Daha önce de Diyarbakır’a geldiniz. Şimdi ise İstanbul Şiir Festivali için İstanbul’dasınız. Buradaki izlenimlerinizi kısaca bizimle paylaşabilir misiniz?
İstanbul’daki bu şiir festivalini çok önemsiyorum. İlk defa Kürt şairlerini davet ettiler. Kürt şairler ilk defa şiirlerini kendi dillerinde okuma fırsatı buldular. Bu çok önemli bir şey. Ben Güney Kürdistan’dan geldim, kendi dilimde ve lehçemde kendi şiirlerimi okudum. Diyarbakır ve Suriye’den gelen Kürt şairler de vardı. Bu, kültürler arasında bir sıcaklık yarattı. Kürt insanları festival boyunca kendi dillerini kullandılar. Birçok ülkeden insanın olduğu bu uluslararası festivalde Kürt şairlerin kendi dilinde şiir okumaları, uluslararası alanda Kürt şiirinin tanıtılması ve Kürt şairlerin tanınması ve onlarla kaynaşması, bir diyalog yolunun açılması çok önemli bir gelişme. Daha da önemlisi, Kürtlerin barış ve özgürlük talepleri artık gerçekten dikkate alınmalıdır. Kürt sorunu bir çözüme kavuşturulmalıdır. Festivalde örneği görüldüğü bir diyalog ortamı geliştirilmelidir.
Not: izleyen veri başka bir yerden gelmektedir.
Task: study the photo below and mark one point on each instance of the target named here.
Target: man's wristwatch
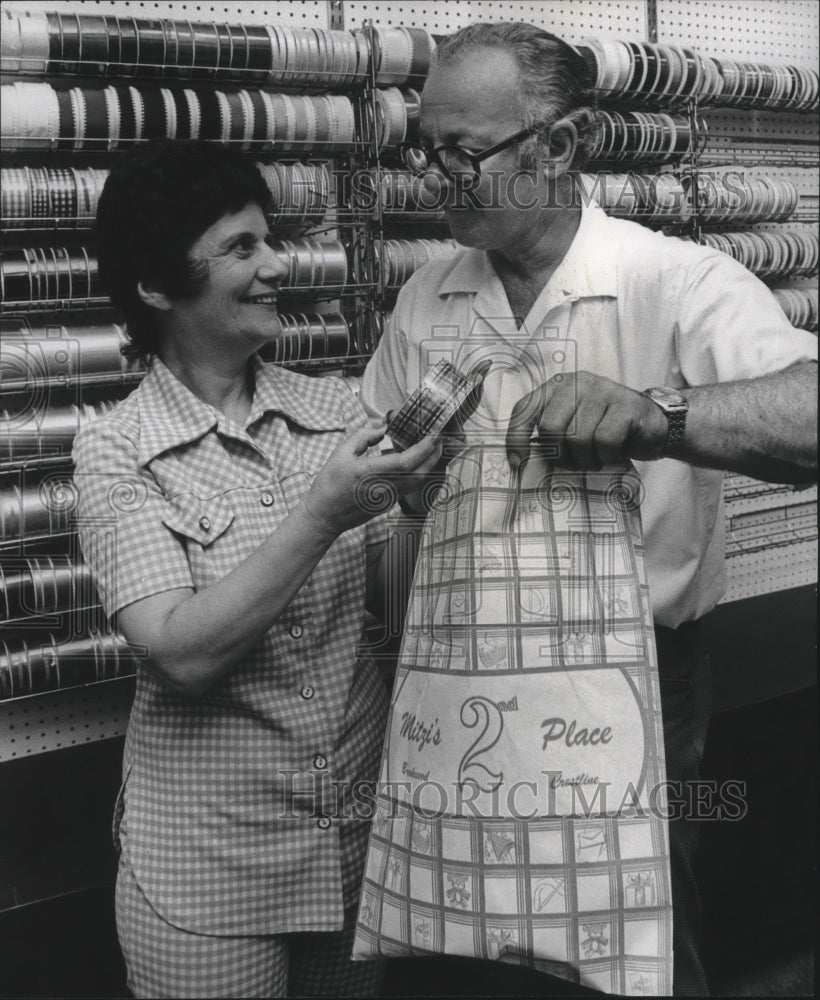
(675, 406)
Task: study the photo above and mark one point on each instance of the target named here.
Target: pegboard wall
(783, 31)
(62, 719)
(301, 13)
(571, 19)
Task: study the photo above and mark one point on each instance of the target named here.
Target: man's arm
(763, 427)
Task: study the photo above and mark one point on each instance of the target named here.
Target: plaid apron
(520, 813)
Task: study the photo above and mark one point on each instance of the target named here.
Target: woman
(223, 510)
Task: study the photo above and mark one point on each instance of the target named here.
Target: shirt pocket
(202, 521)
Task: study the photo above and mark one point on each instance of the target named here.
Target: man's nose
(435, 185)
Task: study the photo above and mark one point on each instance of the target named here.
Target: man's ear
(563, 144)
(152, 297)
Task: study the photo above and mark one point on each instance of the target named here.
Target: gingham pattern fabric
(164, 961)
(519, 814)
(229, 799)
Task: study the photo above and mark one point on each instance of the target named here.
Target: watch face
(666, 396)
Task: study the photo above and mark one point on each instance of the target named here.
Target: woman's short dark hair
(556, 81)
(156, 203)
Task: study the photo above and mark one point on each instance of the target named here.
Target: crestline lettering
(558, 781)
(415, 731)
(411, 772)
(556, 728)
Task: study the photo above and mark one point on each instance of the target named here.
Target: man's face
(475, 102)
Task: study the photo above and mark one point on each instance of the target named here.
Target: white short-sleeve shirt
(638, 307)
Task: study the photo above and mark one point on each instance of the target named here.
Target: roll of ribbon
(445, 396)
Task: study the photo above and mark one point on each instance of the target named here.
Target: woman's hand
(356, 484)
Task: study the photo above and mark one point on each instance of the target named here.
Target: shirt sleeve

Siz etkinlikte kendi dilinizde şiirler okudunuz, ama Türkiye’de Kürt dili uzun yıllardır yasaktı ve hâlâ bir eğitim dili değil. İstanbul’da kendi dilinizde şiir okuma fırsatı bulmanız sizde nasıl bir duygu yarattı?
Türkiye’de Kürtçenin bir dil olarak kabul görmesi, sadece edebi, kültürel çalışmalarla ve şiirle elde edilmiş bir durum değildir. Kürtlerin siyasal anlamdaki mücadelesi bizleri bu noktaya getirdi. Kürtlerin siyasal mücadelesi bütün bu gelişmelerin önünü açtı. Yoğun bir mücadele verildi. Bu bakımdan bu festival sıradan bir festival değil. Kendine has özellikleri olan bir festival. Mesela Dolmabahçe Sarayı’nda biz bir grup Kürt aydını ve şairi, Kürtçe konuşup kendi dilimizde güldük, Kürtçe şiirler okuduk. Benim için bu önemli bir durum. Kürt sorununun çözümü için böylesi kültürel etkinlikler önemli adımlar olabilir. Kürt sorununun çözümünde şiddet asla bir yöntem değildir. Nasıl ki bu festivalde barışçıl ve demokratik bir yol uygulandıysa, aynı şekilde Kürt sorununun çözümünde de barışçıl ve diyaloga dayalı bir yol izlenmelidir.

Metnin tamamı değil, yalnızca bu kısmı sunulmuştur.